[カテゴリー:問答と懐疑]
・疑いと懐疑主義の区別
前に述べたように、「疑う」とは、ある命題の真理性ないし適切性を問うことだとおもいます。これは、日常生活でも頻繁に行っていることです。例えば、刑事ドラマを見るとき、私達は、登場人物をすべてについて、犯人かもしれないと疑ってみるとおもいます。このような疑いは、懐疑主義や懐疑論とは異なります。懐疑主義とは、ある命題の真理性ないし適切性を問うだけでなく、また、その問いに肯定的に答えられないと主張すること、あるいは否定的な答えの可能性が高いと考えることだけでもなく(ここまでならば、日常的な〈疑い〉に見られることである)、かなり十分に考えて、他者にその判断や態度を正当化する用意をもって、そのような否定的な判断ないし態度をとることである。
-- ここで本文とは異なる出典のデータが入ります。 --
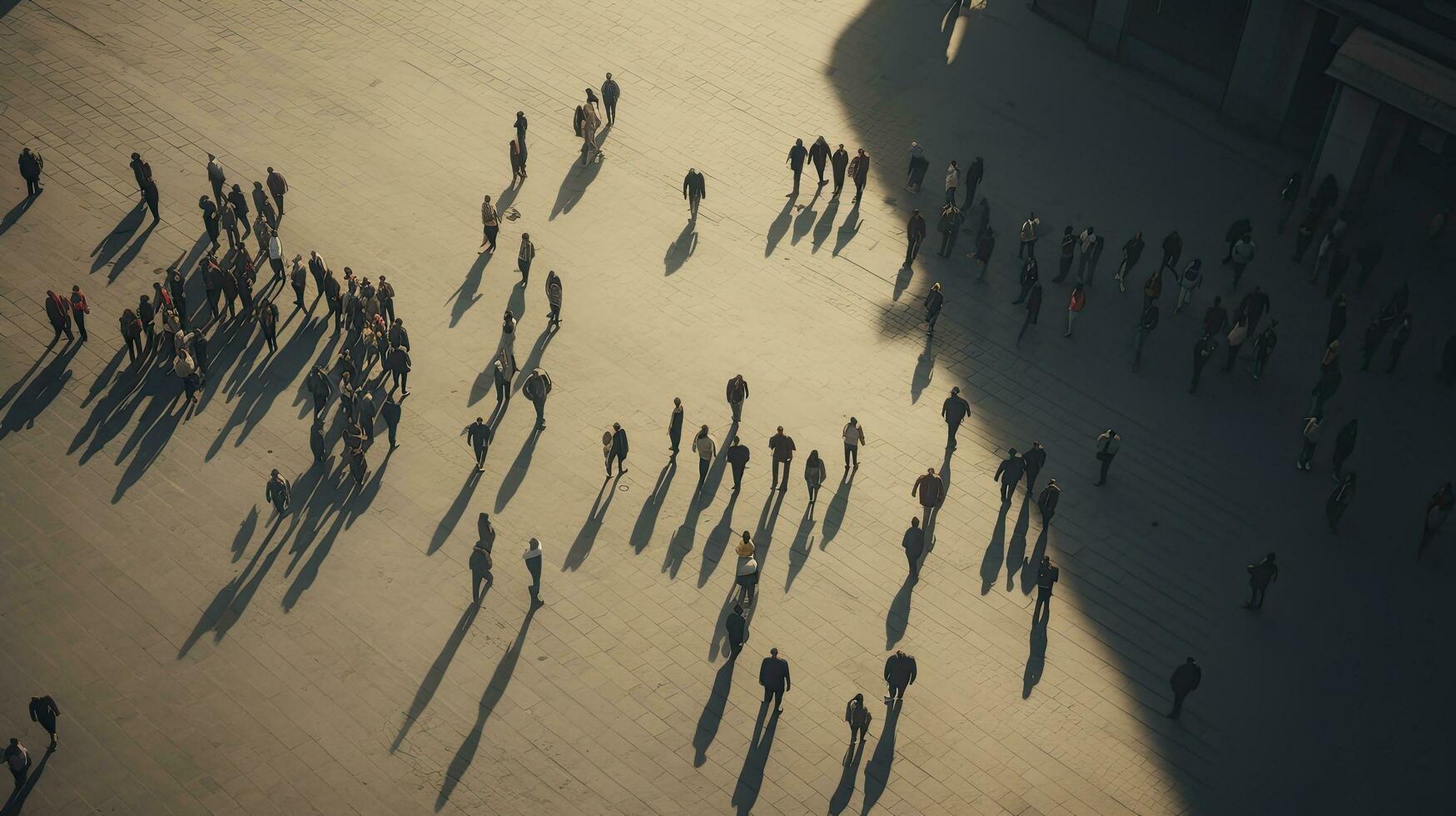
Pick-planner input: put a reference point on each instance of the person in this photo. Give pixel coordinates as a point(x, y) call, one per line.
point(1047, 501)
point(858, 719)
point(954, 410)
point(853, 436)
point(695, 188)
point(278, 491)
point(1145, 328)
point(773, 676)
point(839, 161)
point(610, 92)
point(1028, 236)
point(737, 627)
point(1260, 577)
point(1009, 474)
point(797, 155)
point(1339, 500)
point(783, 448)
point(1047, 576)
point(737, 456)
point(736, 392)
point(933, 301)
point(913, 544)
point(707, 449)
point(950, 225)
point(491, 223)
point(814, 474)
point(277, 186)
point(1107, 446)
point(1184, 681)
point(534, 565)
point(859, 171)
point(1075, 305)
point(915, 236)
point(44, 711)
point(619, 450)
point(932, 495)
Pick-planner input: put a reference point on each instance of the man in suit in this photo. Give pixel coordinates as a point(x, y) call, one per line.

例えば、自由意志についての懐疑主義とは、自由意志を疑ってみるだけでなく、自由意志の存在の主張を否定し、自由意識の非存在をかなりの程度正当化する用意をもっていることである。
・懐疑主義の様々な区別
このような懐疑主義には、主張に関するもの、態度に関するもの、方法に関するものの区別があり、また、主張と態度に関するものについては、ローカルなものと全面的なものの区別があることを前回説明した。
懐疑主義には、これらの区別に加えて、その正当化の仕方に関する区別がある。
一つは、ある命題の真理性や適切性についての問いに、肯定的に答えようとすると、矛盾が生じることを示すことによって懐疑を正当化することである。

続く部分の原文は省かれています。